The field is really simply based upon EventCode, which is a naturally occurring KV field within Windows events. Searching by EventCode is incredibly fast, but searching by signature_id is incredibly slow. To demonstrate this - search over time for a signature_id in Windows, then run the same search but use EventCode. You will see a massive difference in search performance if you have a decent amount of windows events.
I tracked the issue to the default props.conf entry here:
## Since FIELDALIAS is destructive we need to preserve signature_id for certain SourceName values
EVAL-signature_id = if(SourceName="Microsoft-Windows-WindowsUpdateClient",signature_id,EventCode)
I have verified that evaluating the signature_id like this is the main cause of the issue.

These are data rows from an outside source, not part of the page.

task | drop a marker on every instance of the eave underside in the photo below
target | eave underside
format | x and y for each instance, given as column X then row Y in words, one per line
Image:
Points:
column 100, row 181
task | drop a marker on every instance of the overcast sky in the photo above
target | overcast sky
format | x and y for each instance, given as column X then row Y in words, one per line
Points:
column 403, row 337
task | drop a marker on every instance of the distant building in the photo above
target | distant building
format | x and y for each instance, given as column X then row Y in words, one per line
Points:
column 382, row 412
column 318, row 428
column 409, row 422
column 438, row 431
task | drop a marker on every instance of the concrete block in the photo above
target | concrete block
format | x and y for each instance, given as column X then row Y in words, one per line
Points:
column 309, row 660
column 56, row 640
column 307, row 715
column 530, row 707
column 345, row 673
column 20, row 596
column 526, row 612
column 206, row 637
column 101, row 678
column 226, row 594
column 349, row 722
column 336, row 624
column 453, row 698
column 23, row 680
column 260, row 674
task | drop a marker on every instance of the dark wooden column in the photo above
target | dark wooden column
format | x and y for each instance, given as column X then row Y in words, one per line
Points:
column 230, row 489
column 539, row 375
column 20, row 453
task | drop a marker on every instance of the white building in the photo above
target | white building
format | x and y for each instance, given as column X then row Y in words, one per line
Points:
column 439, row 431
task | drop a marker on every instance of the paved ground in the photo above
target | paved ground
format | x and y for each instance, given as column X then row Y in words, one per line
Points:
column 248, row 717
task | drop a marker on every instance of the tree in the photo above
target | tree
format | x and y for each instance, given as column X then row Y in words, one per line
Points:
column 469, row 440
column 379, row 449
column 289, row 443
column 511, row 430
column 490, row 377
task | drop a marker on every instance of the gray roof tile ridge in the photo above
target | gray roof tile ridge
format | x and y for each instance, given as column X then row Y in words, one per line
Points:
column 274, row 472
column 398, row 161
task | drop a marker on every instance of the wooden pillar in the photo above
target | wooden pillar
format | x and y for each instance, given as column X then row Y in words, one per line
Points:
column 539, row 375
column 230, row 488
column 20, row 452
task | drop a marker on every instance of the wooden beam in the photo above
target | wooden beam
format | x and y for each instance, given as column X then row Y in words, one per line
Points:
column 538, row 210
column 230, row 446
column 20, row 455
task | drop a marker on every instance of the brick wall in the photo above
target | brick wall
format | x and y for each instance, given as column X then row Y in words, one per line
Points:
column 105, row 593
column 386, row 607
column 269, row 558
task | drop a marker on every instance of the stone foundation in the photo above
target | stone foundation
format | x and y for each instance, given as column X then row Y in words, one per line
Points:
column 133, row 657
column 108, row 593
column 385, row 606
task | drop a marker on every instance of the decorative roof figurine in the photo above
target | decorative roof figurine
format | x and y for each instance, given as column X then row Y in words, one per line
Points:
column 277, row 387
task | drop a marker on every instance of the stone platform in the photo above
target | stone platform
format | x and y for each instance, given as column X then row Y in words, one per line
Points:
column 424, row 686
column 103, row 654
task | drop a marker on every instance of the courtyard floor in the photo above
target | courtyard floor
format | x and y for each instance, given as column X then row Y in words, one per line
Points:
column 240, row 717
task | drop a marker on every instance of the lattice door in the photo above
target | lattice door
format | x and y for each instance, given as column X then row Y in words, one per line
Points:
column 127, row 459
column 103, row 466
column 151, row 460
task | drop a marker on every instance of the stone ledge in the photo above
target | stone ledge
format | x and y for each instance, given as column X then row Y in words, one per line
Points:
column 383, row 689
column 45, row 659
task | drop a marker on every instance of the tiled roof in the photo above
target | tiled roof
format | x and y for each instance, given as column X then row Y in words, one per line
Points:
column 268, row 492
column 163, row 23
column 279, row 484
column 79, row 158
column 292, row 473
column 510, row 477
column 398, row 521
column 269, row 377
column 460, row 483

For example, if a Field Alias is used, everything (tag searches, eventtype searches, signature_id searches) run a gazillion times faster.
FIELDALIAS-signature_id = EventCode AS signature_id
Now clearly the comment in the props states that the field alias method cannot be used due to the fact that there is one minor case where it might not work in regards to Windows update events. However, I would have thought that an alternative approach could be leveraged that can take into account this windows update scenario, whilst still allowing a field alias (or similar performing) signature_id extraction approach to be leveraged.
In the meantime, if you are not actually indexing the Windows Update event log, then I see no reason why you wouldn't just use the FIELDALIAS approach I outlined above instead. Hopefully this will drive a more permanent fix in a future update of the TA.
↧